Der Schachklub Dornbirn lehrt die großen Vereine des Landes immer wieder das Fürchten und liefert vor allem mit seinem Damen-Team regelmäßig Top-Leistungen ab. Heuer feierten die Vorarlberger ihr 100-jähriges Bestehen, haben aber noch lange nicht genug, wie Obfrau Julia Novkovic erzählt.

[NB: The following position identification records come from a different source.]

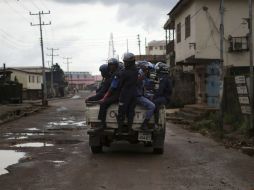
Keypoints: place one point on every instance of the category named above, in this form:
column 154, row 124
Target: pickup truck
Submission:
column 153, row 137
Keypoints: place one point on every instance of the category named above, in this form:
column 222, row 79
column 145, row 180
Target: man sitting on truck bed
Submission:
column 112, row 95
column 105, row 84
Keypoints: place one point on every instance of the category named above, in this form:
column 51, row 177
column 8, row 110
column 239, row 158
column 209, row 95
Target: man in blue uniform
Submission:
column 128, row 88
column 141, row 99
column 164, row 90
column 105, row 84
column 112, row 95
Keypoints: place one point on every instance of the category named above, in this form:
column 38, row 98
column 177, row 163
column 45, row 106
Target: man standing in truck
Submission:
column 105, row 84
column 112, row 94
column 128, row 91
column 164, row 90
column 141, row 99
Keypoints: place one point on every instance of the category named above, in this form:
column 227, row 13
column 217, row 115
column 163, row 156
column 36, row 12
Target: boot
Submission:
column 120, row 124
column 144, row 125
column 130, row 127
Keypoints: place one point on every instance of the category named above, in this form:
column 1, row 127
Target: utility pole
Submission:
column 222, row 10
column 251, row 60
column 44, row 96
column 113, row 45
column 139, row 46
column 146, row 47
column 68, row 71
column 127, row 46
column 52, row 63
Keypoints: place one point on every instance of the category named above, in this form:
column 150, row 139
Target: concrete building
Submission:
column 80, row 80
column 31, row 81
column 156, row 48
column 193, row 42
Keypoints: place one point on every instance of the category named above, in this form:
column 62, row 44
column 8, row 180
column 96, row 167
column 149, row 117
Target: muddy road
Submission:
column 55, row 155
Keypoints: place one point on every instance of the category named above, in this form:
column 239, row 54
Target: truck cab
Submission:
column 153, row 137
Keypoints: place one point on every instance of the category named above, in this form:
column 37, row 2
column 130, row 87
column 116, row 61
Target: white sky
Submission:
column 80, row 29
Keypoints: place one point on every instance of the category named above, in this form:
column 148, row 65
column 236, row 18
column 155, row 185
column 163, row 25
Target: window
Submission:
column 237, row 44
column 38, row 79
column 178, row 31
column 187, row 27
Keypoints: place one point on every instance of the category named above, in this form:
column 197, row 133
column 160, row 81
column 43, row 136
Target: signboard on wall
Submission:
column 243, row 94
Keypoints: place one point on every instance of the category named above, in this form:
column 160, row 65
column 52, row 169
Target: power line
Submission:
column 52, row 55
column 139, row 44
column 14, row 10
column 40, row 13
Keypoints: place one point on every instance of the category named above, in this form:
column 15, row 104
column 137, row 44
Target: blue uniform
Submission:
column 162, row 94
column 127, row 99
column 141, row 99
column 112, row 96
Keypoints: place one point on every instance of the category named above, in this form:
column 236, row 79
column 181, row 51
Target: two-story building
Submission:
column 156, row 48
column 80, row 80
column 193, row 41
column 30, row 79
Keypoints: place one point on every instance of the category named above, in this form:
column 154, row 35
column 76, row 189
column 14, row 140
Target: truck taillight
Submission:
column 93, row 125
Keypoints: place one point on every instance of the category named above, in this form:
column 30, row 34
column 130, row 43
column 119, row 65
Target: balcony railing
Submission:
column 170, row 47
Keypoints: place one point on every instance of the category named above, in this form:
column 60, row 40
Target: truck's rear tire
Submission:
column 96, row 149
column 158, row 150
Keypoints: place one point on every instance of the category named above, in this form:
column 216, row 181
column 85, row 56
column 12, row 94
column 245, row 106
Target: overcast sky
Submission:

Manche Entstehungsgeschichten sind so gut, dass sie auf großer Fläche erzählt werden müssen. Zum Beispiel die, wie der Schachklub Dornbirn 1925 ins Leben gerufen wurde. „Philipp Mäser geriet während des Ersten Weltkrieges in russische Gefangenschaft und wurde nach Sibirien geschickt. Doch er hatte das Glück, einem Offizier als Stiefeljunge zugeteilt zu werden“, erzählt Julia Novkovic, die den Verein als Spielerin, Trainerin und seit 2024 auch als Obfrau prägt. Besagter Offizier war ein leidenschaftlicher Schachspieler. „Er brachte Mäser das Spiel bei, hievte ihn auf ein gewisses Niveau und spielte blind und auf mehreren Brettern gleichzeitig gegen ihn.“ 

Das wiederum sorgte dafür, dass sich der Gefangene frei bewegen und sogar eine Kuh kaufen konnte, mit deren Milch er ein paar Rubel verdiente. Und so konnte er es sich sechs Jahre nach Kriegsende leisten, seinen Lieben daheim eine Karte mit der Information zu schicken, dass er noch am Leben ist und bald nach Hause kommen wird. „Zurück in Dornbirn suchte er sich im Gasthaus Weißes Kreuz ein paar Gleichgesinnte, um mit ihnen Schach zu spielen. So ist 1925 unser Verein entstanden.“

Würdiges Jubiläum

Doch was aus diesem 100 Jahre später werden würde, konnte Mäser zu dem Zeitpunkt beim besten Willen nicht erahnen. Heute ist der Schachklub Dornbirn der größte seiner Art in Vorarlberg, blickt auf Mannschaftsebene auf österreichische Meisterschaften und auf Einzelebene auf erfolgreiche Teilnahmen an Welt- und Europameisterschaften in verschiedenen Altersklassen zurück. „Wir haben in den vergangenen 30 Jahren vier Spielerinnen für das österreichische Nationalteam gestellt“, sagt Julia Novkovic stolz. „Das ist für eine kleine Gemeinde wie Dornbirn eine stattliche Zahl.“

Eine dieser Spielerinnen war Novkovic selbst. Sie kam Anfang der 1990er-Jahre aus der Slowakei nach Dornbirn und hatte viel Liebe und noch mehr Talent für das Schachspiel im Gepäck. Erst verstärkte sie verschiedene Teams des Klubs als aktive Spielerin, dann wurde sie Trainerin, schließlich stellvertretende Obfrau. Und als vergangenes Jahr ein neuer Boss gesucht wurde, war es nur logisch, dass die Lehrerin für Mathematik, Physik und Chemie den Posten übernimmt. 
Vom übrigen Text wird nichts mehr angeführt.